El espacio de estas disertaciones en torno a la filosofía de la historia va, pues, medido por distintos horizontes reflexivos que esperan despertar algunas ideas en los lectores. Tal vez es lo que honestamente puedo esperar, además de las críticas que, sobra decir, también pueden ser buenas ideas. La historia, una disciplina que inicia el siglo XXI con grandiosos desafíos en el panorama, sin hacer pausas en su repertorio de aventuras, se revisa con mayor celo a sí misma; y los historiadores, las figuras que hacen las notas marginales de la gran aventura que es la vida del hombre, han tenido que asumir también su oficio con la propiedad que lo hace un filósofo, preguntándose, dudando, en otras palabras: tratando de resolver el misterio que cada época y cada generación de hombres dejan en su paso. El reconocimiento de tales dudas labra un camino de reflexiones inquietantes en torno a lo que dicen los historiadores y las formas con las cuales narran el pasado. Claro que en medio de las reflexiones están los historiadores natos que toman las dudas teóricas como asuntos irrelevantes que deben resolver los filósofos, también están los pensadores que asumen que los historiadores no tienen competencia para comprender cómo es que se efectúa el encuentro con la historia y, por último, aparece recientemente un grupo de historiadores que se determinan no solo a obrar en su disciplina sino a dar algún indicio sobre cómo es que trabajan.

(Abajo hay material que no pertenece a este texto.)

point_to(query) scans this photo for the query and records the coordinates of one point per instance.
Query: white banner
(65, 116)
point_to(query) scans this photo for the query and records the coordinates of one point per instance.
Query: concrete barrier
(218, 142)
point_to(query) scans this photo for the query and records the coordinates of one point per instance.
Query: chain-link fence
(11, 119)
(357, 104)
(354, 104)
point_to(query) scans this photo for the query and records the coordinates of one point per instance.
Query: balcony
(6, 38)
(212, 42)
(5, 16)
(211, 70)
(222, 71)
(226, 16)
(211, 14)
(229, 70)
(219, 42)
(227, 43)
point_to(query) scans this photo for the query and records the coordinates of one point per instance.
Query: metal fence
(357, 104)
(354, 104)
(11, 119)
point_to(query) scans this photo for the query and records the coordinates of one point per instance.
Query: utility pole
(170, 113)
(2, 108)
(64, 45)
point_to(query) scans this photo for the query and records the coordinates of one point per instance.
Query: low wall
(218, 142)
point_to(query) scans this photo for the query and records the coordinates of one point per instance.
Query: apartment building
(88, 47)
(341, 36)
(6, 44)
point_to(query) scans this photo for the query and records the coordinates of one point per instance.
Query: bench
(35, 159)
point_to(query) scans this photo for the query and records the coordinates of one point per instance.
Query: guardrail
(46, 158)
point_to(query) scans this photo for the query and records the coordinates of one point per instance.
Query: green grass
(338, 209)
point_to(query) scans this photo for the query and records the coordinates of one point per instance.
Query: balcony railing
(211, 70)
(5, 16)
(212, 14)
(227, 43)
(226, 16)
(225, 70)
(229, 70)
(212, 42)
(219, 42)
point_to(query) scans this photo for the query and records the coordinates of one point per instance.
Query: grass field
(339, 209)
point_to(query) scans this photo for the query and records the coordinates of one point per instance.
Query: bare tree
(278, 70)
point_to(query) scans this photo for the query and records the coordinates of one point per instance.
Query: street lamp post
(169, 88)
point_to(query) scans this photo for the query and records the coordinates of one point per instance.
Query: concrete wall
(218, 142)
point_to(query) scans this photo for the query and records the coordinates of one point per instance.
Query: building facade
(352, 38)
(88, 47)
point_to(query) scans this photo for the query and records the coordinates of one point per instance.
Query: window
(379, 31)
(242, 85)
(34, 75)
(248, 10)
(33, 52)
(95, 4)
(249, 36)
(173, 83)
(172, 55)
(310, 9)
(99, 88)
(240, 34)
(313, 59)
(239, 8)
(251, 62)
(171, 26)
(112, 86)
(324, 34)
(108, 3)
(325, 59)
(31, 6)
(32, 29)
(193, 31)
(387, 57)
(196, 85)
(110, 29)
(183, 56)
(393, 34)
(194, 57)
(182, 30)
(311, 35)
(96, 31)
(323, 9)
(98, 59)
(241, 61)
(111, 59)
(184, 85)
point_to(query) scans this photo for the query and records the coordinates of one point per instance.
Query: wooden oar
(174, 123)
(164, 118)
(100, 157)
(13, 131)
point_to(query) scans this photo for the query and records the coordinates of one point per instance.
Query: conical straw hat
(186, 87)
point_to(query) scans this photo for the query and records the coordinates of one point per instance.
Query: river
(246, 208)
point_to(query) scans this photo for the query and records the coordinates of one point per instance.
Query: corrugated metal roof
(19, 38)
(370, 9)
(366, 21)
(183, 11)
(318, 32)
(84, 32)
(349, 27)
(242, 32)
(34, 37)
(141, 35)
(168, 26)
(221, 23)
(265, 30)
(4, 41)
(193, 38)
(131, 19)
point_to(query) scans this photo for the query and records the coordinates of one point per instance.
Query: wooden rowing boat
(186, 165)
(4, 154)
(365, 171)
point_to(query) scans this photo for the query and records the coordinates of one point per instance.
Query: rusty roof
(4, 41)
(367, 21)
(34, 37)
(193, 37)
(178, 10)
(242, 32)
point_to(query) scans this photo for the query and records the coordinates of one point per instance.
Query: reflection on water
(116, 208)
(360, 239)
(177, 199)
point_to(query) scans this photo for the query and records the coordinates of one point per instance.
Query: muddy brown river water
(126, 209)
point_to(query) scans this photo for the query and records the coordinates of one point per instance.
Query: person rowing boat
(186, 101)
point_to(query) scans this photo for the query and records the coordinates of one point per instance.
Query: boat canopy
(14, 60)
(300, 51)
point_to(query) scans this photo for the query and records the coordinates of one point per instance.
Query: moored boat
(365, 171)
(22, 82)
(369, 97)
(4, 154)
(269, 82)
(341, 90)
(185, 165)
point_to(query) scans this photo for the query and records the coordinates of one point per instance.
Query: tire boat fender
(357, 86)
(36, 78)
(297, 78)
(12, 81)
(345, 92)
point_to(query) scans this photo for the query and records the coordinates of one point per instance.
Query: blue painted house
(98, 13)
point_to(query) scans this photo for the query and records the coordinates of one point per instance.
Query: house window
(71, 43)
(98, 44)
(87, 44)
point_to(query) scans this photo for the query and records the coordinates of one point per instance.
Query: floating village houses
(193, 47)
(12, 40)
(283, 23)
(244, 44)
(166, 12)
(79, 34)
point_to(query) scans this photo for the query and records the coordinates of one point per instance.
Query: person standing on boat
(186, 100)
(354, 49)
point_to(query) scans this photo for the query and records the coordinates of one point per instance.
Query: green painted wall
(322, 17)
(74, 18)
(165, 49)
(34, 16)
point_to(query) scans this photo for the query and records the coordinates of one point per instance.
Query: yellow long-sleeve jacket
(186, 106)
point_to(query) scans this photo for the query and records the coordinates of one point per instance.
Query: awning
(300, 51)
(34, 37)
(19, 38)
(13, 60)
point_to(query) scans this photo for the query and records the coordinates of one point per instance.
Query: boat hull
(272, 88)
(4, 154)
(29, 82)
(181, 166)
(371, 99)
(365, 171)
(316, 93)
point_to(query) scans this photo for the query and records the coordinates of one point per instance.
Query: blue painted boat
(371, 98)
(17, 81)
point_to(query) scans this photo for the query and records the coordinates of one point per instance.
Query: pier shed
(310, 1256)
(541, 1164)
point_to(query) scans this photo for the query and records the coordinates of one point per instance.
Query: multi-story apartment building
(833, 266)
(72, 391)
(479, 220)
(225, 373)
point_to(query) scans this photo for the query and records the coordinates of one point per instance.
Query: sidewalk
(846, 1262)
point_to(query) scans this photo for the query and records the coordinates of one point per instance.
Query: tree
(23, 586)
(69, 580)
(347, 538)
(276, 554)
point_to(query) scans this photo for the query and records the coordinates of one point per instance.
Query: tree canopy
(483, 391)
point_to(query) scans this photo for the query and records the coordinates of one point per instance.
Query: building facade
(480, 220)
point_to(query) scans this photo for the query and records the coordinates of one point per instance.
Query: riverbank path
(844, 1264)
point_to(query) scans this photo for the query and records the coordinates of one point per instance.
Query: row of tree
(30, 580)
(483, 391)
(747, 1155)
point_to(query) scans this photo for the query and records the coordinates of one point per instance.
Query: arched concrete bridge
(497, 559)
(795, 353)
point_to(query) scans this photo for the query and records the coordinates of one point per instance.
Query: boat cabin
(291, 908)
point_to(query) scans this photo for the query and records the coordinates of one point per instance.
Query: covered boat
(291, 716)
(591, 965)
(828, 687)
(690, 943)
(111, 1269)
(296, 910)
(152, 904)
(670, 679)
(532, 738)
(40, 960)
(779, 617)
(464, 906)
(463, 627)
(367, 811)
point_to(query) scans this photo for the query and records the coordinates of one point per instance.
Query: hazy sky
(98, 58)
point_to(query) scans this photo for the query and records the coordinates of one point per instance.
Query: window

Allí donde se graban las dos fechas claras, las del nacimiento y la muerte, las del principio y el fin, lo que queda es un texto por hacerse y una madeja de cuestiones no muy sencillas de resolver. No es justo diezmar las fuerzas en estos intentos por esclarecer las condiciones de la investigación, escritura y producción de textos históricos cuando todo lo que rodea la disciplina ya sobrepasa el simple vistazo. El debate sigue abierto y se enriquece notablemente con el diálogo que sostienen disciplinas y profesionales dispuestos a poner sus herramientas discursivas a la orden de la explicación de lo que se esconde detrás de las historias y la comprensión que nosotros podemos tener del pasado.